You are on page 1of 1

El Vaticano II: ¿año cero de la Iglesia?

Por Serafino M. Lanzetta, FI

El Concilio Vaticano II fue el vigésimo primer concilio ecuménico de la Iglesia Católica, celebrado
desde 1962 hasta 1965. Fue uno de los más grandes concilios de la historia de la Iglesia, por la
participación tan numerosa de Padres, teólogos y observadores, y por su internacionalización; al
punto que K. Rahner lo calificó como un verdadero comienzo, «el comienzo del comienzo»,
fundacional de una nueva etapa de la Iglesia y de un nuevo paradigma: el de la «Iglesia mundial».
Otros, en esta línea, han saludado al Vaticano II como el «Concilio de la historia». Por ejemplo,
para M. D. Chenu el Vaticano II debe leerse sobre todo como un punto de inflexión (histórico): el
fin de la era constantiniana, que equivale al fin de la época de cristiandad.
Un Concilio, por tanto, que inauguraba una nueva época, principiante, a partir del Concilio mismo
devenido en el motor, y que se abría finalmente a la historia y al mundo, liberando a la Iglesia de
prejuicios y clausuras, en el nombre de un nuevo acercamiento a la modernidad. Esta perspectiva
fue la que se impuso pronto, ya desde la negativa en bloque respecto de los esquemas
preparatorios, acusados de manualismo e impedimento para el diálogo ecuménico con los
exponentes de la Reforma. La teología escolástica, de la cual aquellos esquemas estaban imbuidos,
habría marcado un endurecimiento. No se querían nuevas condenas, ni declaraciones dogmáticas,
ni acusaciones acerca de los errores que el modernismo teológico había dejado cristalizar en una
visión que en los años ´40 inauguraba la llamada «nouvelle théologie». Se deseaba el diálogo. Se
quería un Concilio que fuese pastoral y que diese inicio a una nueva manera de presentarse del
Magisterio solemne de la Iglesia. Este fue el discurso programático de Juan XXIII, en octubre de
1962: la Iglesia no debía temer a los acostumbrados «profetas de desgracias»; era ya adulta para
encontrar una vía de encuentro con el mundo moderno.
Aquí, sin embargo, se delineaba ya un problema: ¿cuál era el mundo moderno con el que la Iglesia
quería dialogar? ¿Con qué modernidad? ¿La que desde Descartes a Kant cerraría el acceso al
noúmeno (a Dios) para dar al hombre la plena ciudadanía sólo en el ámbito del fenómeno? Con el
hegelianismo, Dios, el incognoscible, se convertiría en una sola cosa con el pensamiento, a punto de
confundirse con el mundo.
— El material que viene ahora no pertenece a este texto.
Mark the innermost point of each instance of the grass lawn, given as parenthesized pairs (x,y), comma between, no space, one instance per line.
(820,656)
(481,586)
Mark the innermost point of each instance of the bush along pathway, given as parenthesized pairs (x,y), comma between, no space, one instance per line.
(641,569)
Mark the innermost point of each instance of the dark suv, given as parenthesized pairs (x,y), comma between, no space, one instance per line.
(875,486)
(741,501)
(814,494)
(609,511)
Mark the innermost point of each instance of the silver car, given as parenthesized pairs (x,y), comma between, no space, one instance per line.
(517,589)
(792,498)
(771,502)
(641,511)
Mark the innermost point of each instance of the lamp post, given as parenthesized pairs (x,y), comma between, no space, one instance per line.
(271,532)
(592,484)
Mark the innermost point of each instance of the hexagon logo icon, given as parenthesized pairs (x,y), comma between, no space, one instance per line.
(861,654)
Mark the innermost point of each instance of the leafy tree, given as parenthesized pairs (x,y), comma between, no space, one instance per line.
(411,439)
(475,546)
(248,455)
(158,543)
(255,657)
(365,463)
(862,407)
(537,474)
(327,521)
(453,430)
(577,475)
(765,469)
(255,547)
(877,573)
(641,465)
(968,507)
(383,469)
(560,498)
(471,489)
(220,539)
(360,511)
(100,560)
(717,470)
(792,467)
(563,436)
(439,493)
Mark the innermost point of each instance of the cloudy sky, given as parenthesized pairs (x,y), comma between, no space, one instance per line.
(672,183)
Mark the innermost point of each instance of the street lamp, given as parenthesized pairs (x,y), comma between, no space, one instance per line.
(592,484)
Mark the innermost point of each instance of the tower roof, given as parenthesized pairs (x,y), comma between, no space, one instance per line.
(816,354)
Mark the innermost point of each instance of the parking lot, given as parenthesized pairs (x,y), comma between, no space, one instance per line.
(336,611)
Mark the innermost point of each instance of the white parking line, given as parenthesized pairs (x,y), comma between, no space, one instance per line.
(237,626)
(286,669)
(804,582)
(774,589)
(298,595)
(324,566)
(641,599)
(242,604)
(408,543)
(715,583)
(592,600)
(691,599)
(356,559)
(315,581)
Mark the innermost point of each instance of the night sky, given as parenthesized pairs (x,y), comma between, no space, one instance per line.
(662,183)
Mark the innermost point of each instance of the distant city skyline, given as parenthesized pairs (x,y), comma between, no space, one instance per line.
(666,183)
Rahner había tratado de dialogar con esta modernidad, pero llegando a
proponer «cristianos anónimos»: hombres que en cuanto tales hacían una pregunta a Dios y sobre
Dios; hombres que se sabían ya salvados porque eran hombres. La modernidad, de hecho, no era
un unicum.
Hubo mucho optimismo. Tantas previsiones sin embargo se precipitaron sobre los acantilados de
una realidad que no se consigue al precio de la verdad sobre Dios y el hombre. La Iglesia había
buscado dialogar con los hombres desde sus albores. Una corriente, que era entonces la más
influyente de alguna manera —de la cual surgieron de modo altisonante los sinsabores y los
abusos en el post-concilio—, quería que al Concilio mismo como forma de diálogo: no partir del
dogma para acercar, pastoralmente, a los hombres a Dios; sino partir de la práctica para
remontarse al dogma. A menudo, sin embargo, el dogma se extravió en los meandros de una
práctica frenética, que deseaba el cambio. Cambiar, actualizarse, «resourcemment»: estas fueron las
consignas que circularon y se escucharon de manera preponderante en el inmediato post-concilio.
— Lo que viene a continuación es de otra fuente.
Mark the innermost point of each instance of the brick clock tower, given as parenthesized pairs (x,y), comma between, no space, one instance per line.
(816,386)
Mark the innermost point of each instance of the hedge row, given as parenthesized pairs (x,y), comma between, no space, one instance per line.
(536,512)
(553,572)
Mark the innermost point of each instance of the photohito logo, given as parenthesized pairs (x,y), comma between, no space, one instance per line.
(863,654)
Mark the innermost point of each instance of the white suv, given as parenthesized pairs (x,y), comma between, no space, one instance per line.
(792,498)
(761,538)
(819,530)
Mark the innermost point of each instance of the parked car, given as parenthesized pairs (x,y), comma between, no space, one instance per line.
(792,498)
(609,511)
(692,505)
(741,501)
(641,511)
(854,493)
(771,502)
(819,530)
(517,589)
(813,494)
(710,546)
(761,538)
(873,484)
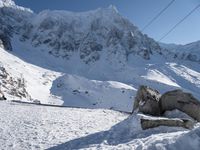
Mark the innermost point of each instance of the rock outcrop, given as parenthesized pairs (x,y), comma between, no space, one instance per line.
(182,101)
(148,123)
(12,85)
(147,101)
(150,101)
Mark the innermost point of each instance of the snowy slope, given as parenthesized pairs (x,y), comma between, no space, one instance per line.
(37,127)
(99,61)
(189,52)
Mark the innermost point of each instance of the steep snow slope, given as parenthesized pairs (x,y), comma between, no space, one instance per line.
(189,52)
(95,59)
(37,127)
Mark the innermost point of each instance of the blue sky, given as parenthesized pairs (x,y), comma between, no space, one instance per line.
(140,12)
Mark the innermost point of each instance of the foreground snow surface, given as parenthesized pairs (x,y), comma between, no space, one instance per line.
(25,126)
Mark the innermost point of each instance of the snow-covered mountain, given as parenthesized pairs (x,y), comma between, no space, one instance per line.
(189,52)
(94,59)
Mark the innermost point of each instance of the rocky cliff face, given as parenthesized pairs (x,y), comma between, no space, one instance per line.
(13,86)
(87,35)
(189,52)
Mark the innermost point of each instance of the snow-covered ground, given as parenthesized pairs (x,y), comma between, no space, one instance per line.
(25,126)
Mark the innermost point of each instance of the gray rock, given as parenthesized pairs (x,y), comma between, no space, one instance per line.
(185,123)
(182,101)
(147,101)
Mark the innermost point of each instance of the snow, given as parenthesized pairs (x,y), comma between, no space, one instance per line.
(110,81)
(38,127)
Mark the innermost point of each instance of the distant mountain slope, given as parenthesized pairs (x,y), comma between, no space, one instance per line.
(190,52)
(94,59)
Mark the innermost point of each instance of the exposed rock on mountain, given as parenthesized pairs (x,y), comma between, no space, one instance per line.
(182,101)
(147,101)
(13,86)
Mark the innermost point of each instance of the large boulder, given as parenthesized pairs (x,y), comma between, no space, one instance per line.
(182,101)
(152,123)
(147,101)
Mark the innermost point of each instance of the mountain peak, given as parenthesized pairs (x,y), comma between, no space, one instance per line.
(6,3)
Creció hasta lo inverosímil una «manía de hablar mal del pasado», como decía el Cardenal E.
Florit.
¿El Concilio quería emanciparse de una Iglesia anterior? Seguramente no, y tampoco podía: un
árbol sin raíces muere. Sin embargo, tantos se hicieron —y se hacen— paladines de una novitas
absoluta, hasta llegar a dar inicio a la Iglesia del Vaticano II. Aquí el aspecto mistérico se reemplaza
por el socio-político, que no responde, sin embargo, a lo propio de «Iglesia».
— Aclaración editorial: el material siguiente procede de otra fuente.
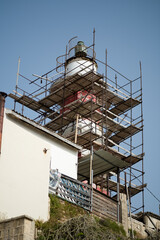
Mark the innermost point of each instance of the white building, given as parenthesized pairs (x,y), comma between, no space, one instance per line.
(28,151)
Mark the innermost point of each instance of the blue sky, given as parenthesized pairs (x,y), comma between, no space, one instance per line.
(38,32)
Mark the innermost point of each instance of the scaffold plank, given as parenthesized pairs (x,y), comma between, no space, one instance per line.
(65,87)
(29,102)
(124,133)
(123,106)
(103,161)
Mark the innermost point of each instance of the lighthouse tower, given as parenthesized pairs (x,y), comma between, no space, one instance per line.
(79,61)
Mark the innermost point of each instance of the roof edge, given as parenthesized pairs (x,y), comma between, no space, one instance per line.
(41,128)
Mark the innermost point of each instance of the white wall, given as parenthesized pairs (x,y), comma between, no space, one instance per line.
(24,168)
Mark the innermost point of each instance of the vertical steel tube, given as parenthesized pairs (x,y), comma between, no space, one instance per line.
(142,135)
(2,104)
(118,182)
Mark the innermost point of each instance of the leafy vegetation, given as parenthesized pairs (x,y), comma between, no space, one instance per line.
(68,221)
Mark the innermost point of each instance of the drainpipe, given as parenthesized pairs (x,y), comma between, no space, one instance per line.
(2,103)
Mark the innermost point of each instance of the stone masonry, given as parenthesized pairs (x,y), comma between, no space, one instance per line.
(18,228)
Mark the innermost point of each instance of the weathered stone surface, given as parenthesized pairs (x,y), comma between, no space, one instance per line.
(19,228)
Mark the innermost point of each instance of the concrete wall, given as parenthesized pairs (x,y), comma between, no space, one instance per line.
(19,228)
(24,168)
(137,226)
(149,224)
El regreso a las fuentes: la S. Escritura, los Padres, la Liturgia, era necesario. Pero en gran medida,
se quiso y se continuó andando hacia atrás sin tener demasiado en cuenta el desarrollo homogéneo
de la Tradición de la Iglesia. Una Iglesia sin Tradición no tiene forma, y extraviada, busca su Yo en
tantos sustitutos. El mundo fue uno de ellos. Pero, ¿a qué precio?